A world without oil, a world that is sure to arrive relatively soon, will for sure be a very different world, with different economics, different lifestyles, than the one we live in now.
We've been living on borrowed time for decades, using a huge, but finite, source of potential energy that was stored up millions of years ago, probably as the result of a bang event. When it runs out, we'll all be whimpering.
it seems like the downfall of western civilization is not as important as what displaces it. Although I'm not sure what "the end of western civilization as you know it" actually means? Aren't civilizations always changing?
If you look at recorded human history
as a whole, haven't civilizations evolved into increasingly better (better meaning generally more free, governed by rule of law vs. monarchies/warlords) versions?

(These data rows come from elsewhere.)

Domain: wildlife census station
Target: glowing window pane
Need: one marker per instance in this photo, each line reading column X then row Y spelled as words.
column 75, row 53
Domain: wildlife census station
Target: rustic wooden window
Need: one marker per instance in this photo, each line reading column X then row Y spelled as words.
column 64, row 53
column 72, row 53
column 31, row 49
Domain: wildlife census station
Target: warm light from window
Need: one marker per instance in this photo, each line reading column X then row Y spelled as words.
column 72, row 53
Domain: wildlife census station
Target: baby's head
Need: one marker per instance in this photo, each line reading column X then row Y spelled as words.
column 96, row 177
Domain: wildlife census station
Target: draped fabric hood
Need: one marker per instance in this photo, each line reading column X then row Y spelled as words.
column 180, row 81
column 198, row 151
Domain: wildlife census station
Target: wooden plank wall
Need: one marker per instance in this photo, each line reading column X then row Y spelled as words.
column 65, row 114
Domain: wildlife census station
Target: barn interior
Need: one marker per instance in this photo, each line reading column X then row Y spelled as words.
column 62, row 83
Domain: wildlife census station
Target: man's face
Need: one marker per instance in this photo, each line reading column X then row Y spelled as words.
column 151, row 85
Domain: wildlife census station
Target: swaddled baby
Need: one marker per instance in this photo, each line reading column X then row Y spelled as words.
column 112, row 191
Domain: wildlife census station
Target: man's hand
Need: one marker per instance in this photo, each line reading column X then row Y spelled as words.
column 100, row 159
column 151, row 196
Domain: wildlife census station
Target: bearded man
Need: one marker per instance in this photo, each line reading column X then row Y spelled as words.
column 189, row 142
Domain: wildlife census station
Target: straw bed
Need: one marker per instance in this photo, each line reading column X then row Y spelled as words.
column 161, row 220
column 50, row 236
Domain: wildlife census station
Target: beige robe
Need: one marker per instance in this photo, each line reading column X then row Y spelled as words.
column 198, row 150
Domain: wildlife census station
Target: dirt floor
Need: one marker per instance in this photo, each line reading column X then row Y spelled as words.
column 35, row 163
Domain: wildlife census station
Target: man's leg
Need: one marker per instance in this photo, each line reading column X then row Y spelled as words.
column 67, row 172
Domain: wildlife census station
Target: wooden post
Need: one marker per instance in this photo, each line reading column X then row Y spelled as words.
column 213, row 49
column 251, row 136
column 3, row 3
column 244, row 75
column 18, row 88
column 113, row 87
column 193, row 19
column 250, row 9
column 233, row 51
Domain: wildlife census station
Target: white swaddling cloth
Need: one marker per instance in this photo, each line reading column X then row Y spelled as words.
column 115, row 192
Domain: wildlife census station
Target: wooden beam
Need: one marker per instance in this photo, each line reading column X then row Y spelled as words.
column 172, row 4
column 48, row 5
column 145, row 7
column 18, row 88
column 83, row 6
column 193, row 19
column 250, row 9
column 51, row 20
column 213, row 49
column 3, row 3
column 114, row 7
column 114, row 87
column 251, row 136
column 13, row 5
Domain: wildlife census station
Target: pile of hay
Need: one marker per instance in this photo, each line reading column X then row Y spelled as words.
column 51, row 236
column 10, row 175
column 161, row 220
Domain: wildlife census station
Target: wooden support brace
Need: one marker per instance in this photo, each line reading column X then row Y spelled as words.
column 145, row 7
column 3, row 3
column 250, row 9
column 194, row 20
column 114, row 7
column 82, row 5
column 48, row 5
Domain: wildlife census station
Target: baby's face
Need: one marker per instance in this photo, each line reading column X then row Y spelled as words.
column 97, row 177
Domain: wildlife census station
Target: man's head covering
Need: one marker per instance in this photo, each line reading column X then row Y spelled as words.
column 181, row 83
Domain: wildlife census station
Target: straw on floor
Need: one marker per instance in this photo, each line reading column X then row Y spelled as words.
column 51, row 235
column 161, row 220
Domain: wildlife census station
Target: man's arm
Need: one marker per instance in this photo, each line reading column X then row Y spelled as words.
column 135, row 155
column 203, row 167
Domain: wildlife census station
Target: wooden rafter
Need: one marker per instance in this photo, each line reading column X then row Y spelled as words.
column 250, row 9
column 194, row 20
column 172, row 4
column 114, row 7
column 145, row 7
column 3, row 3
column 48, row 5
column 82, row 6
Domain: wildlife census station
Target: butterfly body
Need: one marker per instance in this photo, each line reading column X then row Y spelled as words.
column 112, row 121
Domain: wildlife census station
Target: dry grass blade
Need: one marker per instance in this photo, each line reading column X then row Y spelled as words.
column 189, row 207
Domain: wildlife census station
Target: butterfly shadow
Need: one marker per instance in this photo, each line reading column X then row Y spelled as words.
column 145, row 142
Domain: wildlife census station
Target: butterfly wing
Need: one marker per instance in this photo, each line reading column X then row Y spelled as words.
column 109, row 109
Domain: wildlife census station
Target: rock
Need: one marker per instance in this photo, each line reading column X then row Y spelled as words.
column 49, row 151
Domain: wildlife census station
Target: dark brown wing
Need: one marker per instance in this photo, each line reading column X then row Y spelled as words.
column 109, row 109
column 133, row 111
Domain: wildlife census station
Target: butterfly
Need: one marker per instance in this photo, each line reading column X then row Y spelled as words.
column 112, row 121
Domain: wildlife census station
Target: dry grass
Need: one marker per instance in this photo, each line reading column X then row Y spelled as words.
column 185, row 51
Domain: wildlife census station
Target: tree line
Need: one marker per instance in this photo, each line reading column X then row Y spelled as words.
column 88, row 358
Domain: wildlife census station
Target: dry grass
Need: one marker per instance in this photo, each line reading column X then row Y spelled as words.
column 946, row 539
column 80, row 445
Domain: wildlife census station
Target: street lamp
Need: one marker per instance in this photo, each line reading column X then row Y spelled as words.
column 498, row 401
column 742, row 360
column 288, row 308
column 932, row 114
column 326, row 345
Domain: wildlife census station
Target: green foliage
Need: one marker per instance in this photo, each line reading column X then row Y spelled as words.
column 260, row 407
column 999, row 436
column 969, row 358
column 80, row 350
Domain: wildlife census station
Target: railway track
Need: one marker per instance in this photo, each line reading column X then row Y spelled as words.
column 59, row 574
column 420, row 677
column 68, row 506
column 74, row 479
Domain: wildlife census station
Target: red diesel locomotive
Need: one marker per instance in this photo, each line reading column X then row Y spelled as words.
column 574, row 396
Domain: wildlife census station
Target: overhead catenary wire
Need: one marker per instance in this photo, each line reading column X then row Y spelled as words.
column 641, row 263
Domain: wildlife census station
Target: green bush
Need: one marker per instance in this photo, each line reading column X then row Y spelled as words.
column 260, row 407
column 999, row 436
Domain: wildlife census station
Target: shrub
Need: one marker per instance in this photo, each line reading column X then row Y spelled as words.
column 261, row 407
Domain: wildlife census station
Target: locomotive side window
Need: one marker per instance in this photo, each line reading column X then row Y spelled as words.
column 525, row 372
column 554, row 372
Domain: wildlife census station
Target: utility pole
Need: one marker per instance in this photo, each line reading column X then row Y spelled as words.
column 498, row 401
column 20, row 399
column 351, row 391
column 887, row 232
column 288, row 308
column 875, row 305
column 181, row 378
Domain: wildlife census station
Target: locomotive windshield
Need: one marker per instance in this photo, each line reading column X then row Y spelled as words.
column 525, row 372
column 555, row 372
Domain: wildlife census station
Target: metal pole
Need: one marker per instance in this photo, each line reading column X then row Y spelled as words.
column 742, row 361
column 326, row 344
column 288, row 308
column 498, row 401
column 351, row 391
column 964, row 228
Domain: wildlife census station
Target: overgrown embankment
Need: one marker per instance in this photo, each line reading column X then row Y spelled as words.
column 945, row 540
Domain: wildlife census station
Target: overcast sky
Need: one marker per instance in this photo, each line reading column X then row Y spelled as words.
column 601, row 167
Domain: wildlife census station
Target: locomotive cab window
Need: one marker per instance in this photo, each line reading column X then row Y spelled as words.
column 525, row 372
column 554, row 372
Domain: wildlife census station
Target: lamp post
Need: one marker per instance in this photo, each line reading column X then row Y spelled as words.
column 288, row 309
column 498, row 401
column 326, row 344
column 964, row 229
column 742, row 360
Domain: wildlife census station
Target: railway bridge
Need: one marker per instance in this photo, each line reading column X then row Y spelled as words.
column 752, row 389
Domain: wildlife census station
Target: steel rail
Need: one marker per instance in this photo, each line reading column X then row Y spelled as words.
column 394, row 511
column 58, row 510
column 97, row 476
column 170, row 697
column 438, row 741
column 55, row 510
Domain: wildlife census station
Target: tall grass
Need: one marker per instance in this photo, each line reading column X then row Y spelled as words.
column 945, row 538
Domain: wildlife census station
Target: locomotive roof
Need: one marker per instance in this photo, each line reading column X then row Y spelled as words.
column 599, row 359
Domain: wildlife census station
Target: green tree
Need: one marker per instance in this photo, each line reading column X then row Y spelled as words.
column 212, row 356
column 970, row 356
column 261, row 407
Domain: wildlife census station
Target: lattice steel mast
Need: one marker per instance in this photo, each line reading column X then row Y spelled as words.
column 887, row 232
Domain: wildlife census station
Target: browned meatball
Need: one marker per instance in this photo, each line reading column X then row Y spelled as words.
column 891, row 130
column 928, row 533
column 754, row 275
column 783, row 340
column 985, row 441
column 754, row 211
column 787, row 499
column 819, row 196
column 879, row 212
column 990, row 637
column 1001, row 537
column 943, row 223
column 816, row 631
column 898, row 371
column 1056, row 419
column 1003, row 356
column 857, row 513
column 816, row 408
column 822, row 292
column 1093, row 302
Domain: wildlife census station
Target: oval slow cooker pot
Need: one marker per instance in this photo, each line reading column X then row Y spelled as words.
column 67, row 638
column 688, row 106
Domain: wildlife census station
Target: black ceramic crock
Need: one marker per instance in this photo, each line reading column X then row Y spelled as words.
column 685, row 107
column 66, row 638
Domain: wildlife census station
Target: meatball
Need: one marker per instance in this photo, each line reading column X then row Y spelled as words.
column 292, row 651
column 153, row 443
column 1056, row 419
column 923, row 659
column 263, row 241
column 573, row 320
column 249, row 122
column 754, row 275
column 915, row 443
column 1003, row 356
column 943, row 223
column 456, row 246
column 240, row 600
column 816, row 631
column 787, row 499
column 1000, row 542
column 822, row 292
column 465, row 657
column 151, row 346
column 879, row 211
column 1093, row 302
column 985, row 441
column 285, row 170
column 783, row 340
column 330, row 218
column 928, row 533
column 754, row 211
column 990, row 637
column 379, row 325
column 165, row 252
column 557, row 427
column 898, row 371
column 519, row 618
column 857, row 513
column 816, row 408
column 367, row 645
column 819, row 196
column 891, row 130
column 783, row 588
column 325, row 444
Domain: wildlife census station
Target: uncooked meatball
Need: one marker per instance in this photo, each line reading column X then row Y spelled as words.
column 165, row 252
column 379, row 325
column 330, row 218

Barring the arrival of the killer asteroid in the near term (or assuming we develop the technology to divert it) Is peak oil the main reason you think this trend will reverse? if not what else?
After thinking about this for several days, I've decided that your questions merit a longer response than is practical as a comment.
But in short, I believe that it depends on your timescale. Over centuries or millenia, yes, civilization has generally progressed upwards. Over the span of years or decades, what I would consider a timescale more in line with the horizon of human perception, no.